A Bahia registrou um crescimento alarmante de 14,8% no número de pessoas desaparecidas em 2024, segundo o Anuário Brasileiro de Segurança Pública 2025. O estado ficou atrás apenas de Amapá (+27%) e Sergipe (+19,9%), ultrapassando com folga a média nacional, que foi de 4,9%.
Um dos casos que chocaram o estado foi o sumiço dos jovens Paulo Daniel e Matusalém Lima, vistos pela última vez em novembro no bairro de Pirajá, em Salvador. As investigações apontam para um cenário brutal: tortura, morte e ocultação dos corpos. O caso envolve um empresário e policiais militares, levantando uma pergunta inquietante: quantas histórias semelhantes ainda permanecem enterradas no silêncio?
Números em alta e um padrão de violência
O levantamento revela que os desaparecimentos no Brasil saltaram de 77.725 em 2023 para 81.873 em 2024. Na Bahia, os registros subiram de 3.538 para 4.066 casos, enquanto o número de pessoas localizadas cresceu de forma tímida, passando de 836 para 876 (alta de 4,7%).
De acordo com o Ministério Público da Bahia (MP-BA), muitos desses casos ocultam execuções seguidas da ocultação de cadáveres, frequentemente enterrados em cemitérios clandestinos mantidos por facções criminosas.
O promotor Davi Gallo, com 30 anos de atuação na área criminal, afirma que não se trata apenas de hipótese. “Eles somem com os corpos para não chamar a atenção da polícia. É uma estratégia para manter o controle sobre territórios dominados pelo crime organizado”, explica.
Métodos cruéis e perfil das vítimas
Segundo Gallo, os métodos de ocultação são extremos: vítimas queimadas em pneus (“micro-ondas”) ou dissolvidas em ácido, práticas que lembram cenas de filmes.

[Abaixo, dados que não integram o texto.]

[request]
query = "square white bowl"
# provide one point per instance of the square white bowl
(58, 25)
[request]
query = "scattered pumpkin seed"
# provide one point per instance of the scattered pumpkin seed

O perfil mais frequente entre os desaparecidos é de homens (62,8%), adolescentes e jovens (53,5%) e negros (54,3%), com maior incidência entre sexta-feira e domingo — mesmo padrão observado nas vítimas de homicídios.
Para o promotor, há também o fator do racismo estrutural e social. “Mortes de pessoas negras e pobres são negligenciadas. O Estado é desorganizado, e quem sustenta as investigações, muitas vezes com recursos limitados, são o MP e as polícias”, afirma.
Facções em expansão e violência disfarçada
O estudo alerta que, mesmo com a queda no número de mortes violentas, houve crescimento dos desaparecimentos justamente em um período de fortalecimento e expansão de facções criminosas. Na Bahia, o avanço é visível, mesmo com investimentos altos em segurança pública.
Pesquisadores apontam que Amapá, Sergipe e Bahia tiveram aumento expressivo de desaparecimentos junto à queda de mortes violentas, indicando que parte da letalidade pode estar “escondida” nesses registros.
Gallo defende endurecimento das leis. “O crime organizado deveria ser tratado como terrorismo. Está em todo lugar, com estrutura e poder. As leis continuam brandas”, critica. Ele também aponta que presídios viraram escritórios do crime e que presos deveriam trabalhar e cumprir integralmente suas penas.
Possível guerra entre facções
O promotor alerta para um cenário de risco, com Comando Vermelho, PCC, Terceiro Comando Puro e Família do Norte disputando território no estado. “Ainda não perdemos a guerra, mas é preciso vontade política. O tráfico está dominando nossa região”, afirma.
O que diz a Segurança Pública
A Secretaria da Segurança Pública da Bahia (SSP) informou que as polícias atuam de forma integrada nos casos de desaparecimento, com investigações conduzidas pela Delegacia de Proteção à Pessoa. A pasta destacou o uso do reconhecimento facial, que já ajudou a localizar 26 pessoas, além do apoio do Disque Denúncia e da imprensa.
O Departamento de Polícia Técnica (DPT) informou que, desde 2012, integra seus dados a um banco nacional de desaparecidos. O órgão possui 249 restos mortais não identificados e material genético de 471 familiares, mas apenas 12 casos foram solucionados até agora.